Entretanto, a democracia só funciona em sua plenitude com instituições sólidas. Não existe democracia sem Congresso, sem Sistema Judiciário, sem Poder Executivo. Desde que, é claro, sejam independentes e harmônicos entre si, como pregam as constituições modernas. Uma imprensa livre, o respeito aos Direitos Humanos e à liberdade de expressão também são suporte de um sistema democrático. Mas atenção: liberdade de expressão, como tudo, tem limites. É assim desde que inventaram processos judiciais para tratar de crimes contra a honra, a injúria e a difamação. Sei que às vezes fica difícil entender a diferença entre crítica e ofensa, mas existem exemplos esclarecedores.
Na Alemanha, por exemplo, um país que ninguém nega que seja democrático, falar de nazismo é crime; se eu acusar alguém de pedofilia, terei de provar. Do contrário destruirei a vida deste alguém. Isso não é liberdade de expressão. É crime; se eu resolver xingar o meu chefe, a minha liberdade de expressão será exercida com toda a sua exuberância na fila do seguro desemprego.
Digo sempre que se as instituições acabarem hoje, amanhã cedinho, sem falta, já começará a barbárie. Somos animais cheios de apetites e desejos incompatíveis com a convivência social saudável que precisam ser sufocados por regras muito severas, pelo bem da convivência em sociedade, pelo bem do coletivo. Sem leis e alguém para fazê-las cumprir, voltaremos não à Idade Média, mas ao tempo das cavernas. A democracia é um acordo que fazemos entre nós para que possamos estar o mais próximo possível da vida civilizada. Nunca será do jeito que você quer. Nem do jeito que eu quero.

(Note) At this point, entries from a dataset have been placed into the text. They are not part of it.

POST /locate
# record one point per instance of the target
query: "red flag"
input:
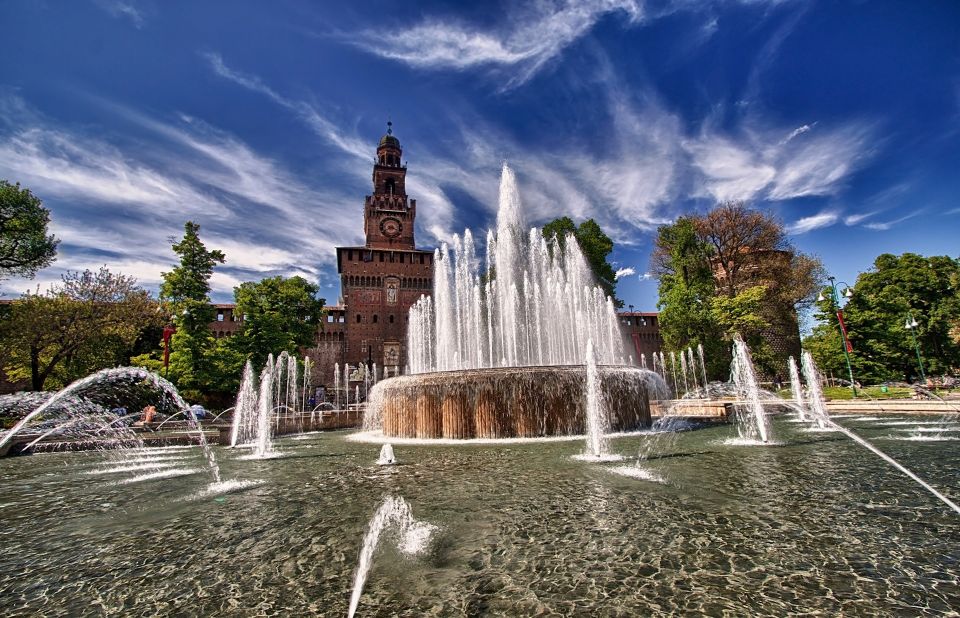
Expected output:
(843, 329)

Quanto mais civilizado um povo, mais sólidas serão suas instituições e, por consequência, mais robusta será sua democracia. Não está satisfeito? É seu direito. Quer mudar? Use a democracia, use o voto, participe de manifestações. Mas já vou avisando: usar a democracia para desmontá-la é possível, como estamos testemunhando, mas a força do espírito civilizatório cedo ou tarde irá impor sua vontade.
Compreender que os tempos difíceis também são importantes, na teoria é muito fácil. Mas viver diariamente a dor da opressão, do atraso, da violência, do retrocesso, da perda de direitos conquistados com muito custo e da insegurança sobre o presente e o futuro é, de fato, muito penoso e frustrante. A sorte, se é que se pode dizer isso, é que o ser humano é capaz de sobreviver a situações extremas, tamanha é sua capacidade de adaptação, tamanha é sua criatividade.
O importante é saber que o espírito civilizatório está em nosso inconsciente coletivo e a despeito de todo o esforço de alguns em nos fazer andar para trás, na verdade eles estão apenas criando impulso para mais um salto.